FEMA approves $113M for PRASA sewer systems improvements
The Federal Emergency Management Agency (FEMA) announced an obligation of $113.6 million to the Puerto Rico Aqueduct and Sewer Authority (PRASA) geared toward repairing the trunk sewers that transport raw sewage to water treatment plants throughout the island for the benefit of more than 100,000 people.
The funds, which are for seven projects, are part of the $3.6 billion that federal agency approved for PRASA through the FEMA Accelerated Awards Strategy (FAASt) in 2021.
The repairs will take place in seven trunk sewers, located in Camuy and Arecibo with an allocation of over $25 million; Caguas, with $24.1 million; Hormigueros and Mayagüez, with $21 million; Arroyo-Guayama, with $15 million; Ponce, with $14.3 million; Carolina and Loíza, with $8.2 million; and Vega Baja, with $6 million.
“These funds will provide the resources for Puerto Rico to improve nearly 82,000 linear meters of pipelines distributed throughout different sites on the island. These improvements will allow for a more efficient long-term use of water. Also, it will directly impact the health of communities by preventing wastewater overflows which can cause serious health problems,” said the Federal Disaster Recovery Coordinator for Puerto Rico, José G. Baquero.
The pipes of the trunk sewers suffered damage because of the winds, floods and debris that traveled through them during Hurricane María, in addition to the sediment and blackouts that occurred because of the event.
The repairs of these pipelines are necessary to transport raw waters to the treatment plants with as less waste as possible. The treatment plants process the waters until they become adequate water for human, industrial or agricultural use; and eliminates any risk of contamination to the bodies of water on the area, FEMA officials said.
The work seeks to eliminate cracks and holes in the pipes that would otherwise allow roots and rainwater to enter and cause operational problems, such as stoppage, overflows, and mechanical failures.
Meanwhile, PRASA’s Executive President Doriel Pagán said that through an “innovative method to repair sewers,” the public corporation will restore the damage to the sanitary culvert system without having to open trenches or ditches.
Rehabilitation will take place through the Cured-in-Place-Pipe (CIPP) restoration strategy. With this technique, pipes are repaired from the inside with a resin that “cures” or seals once it is in place.

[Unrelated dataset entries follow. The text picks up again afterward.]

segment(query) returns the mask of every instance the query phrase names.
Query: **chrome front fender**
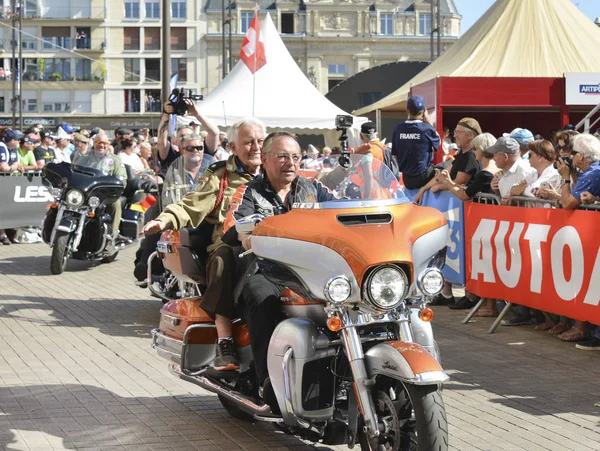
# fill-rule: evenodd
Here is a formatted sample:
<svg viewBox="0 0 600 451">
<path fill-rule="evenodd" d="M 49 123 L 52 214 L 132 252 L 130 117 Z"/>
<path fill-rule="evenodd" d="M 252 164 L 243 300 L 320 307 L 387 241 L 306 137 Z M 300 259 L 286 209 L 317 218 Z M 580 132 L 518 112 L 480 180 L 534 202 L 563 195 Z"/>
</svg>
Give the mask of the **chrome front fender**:
<svg viewBox="0 0 600 451">
<path fill-rule="evenodd" d="M 391 377 L 414 385 L 436 385 L 450 378 L 437 360 L 417 343 L 387 341 L 365 353 L 370 378 Z"/>
</svg>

This work does not require excavation, which simplifies the process. The cured pipes offer efficiency and durability. Most of the restorations through this technique are designed to provide a life cycle of about 50 years, she said.

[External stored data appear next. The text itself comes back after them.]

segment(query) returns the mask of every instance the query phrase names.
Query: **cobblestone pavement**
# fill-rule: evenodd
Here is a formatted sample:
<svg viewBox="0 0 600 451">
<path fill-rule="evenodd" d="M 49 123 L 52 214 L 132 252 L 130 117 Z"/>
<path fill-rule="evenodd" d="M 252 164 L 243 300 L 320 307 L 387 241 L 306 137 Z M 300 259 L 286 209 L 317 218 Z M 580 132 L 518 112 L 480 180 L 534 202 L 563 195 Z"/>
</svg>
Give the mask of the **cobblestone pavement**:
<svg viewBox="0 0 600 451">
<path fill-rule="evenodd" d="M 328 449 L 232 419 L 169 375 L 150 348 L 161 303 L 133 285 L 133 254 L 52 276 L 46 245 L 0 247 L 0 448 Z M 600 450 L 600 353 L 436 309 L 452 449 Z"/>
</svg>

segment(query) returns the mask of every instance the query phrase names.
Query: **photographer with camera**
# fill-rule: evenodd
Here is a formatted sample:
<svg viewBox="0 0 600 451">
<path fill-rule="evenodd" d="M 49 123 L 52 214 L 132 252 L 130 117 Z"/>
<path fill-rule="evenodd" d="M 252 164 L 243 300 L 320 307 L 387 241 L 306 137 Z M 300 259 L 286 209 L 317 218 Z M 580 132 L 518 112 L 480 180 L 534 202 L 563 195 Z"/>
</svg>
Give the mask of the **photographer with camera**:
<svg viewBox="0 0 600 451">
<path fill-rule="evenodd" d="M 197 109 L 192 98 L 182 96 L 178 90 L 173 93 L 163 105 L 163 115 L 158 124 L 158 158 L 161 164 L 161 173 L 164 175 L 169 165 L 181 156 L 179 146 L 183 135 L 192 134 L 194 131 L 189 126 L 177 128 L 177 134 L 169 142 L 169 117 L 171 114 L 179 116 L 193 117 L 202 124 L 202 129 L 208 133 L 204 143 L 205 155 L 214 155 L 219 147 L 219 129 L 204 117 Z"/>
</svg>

Meanwhile, Central Office for Recovery, Reconstruction and Resiliency Executive Director Manuel A. Laboy, said PRASA’s recovery work continues at a steady pace.
“The obligation of funds for these new recovery projects will provide more resiliency to the system to support the continuity of services directed toward customers,” he said.
The $3.6 billion allocation approved last year through FAASt will contribute to the restoration of 3,000 permanent projects, which include water and wastewater treatment plants, dams, and reservoirs, among other PRASA critical water infrastructure that provides drinking water to its clients.
FAASt is possible through the Bipartisan Budget Act of 2018 (BBA), which ensures that Puerto Rico rebuilds its critical service facilities according to current industry standards and without regard to pre-disaster conditions.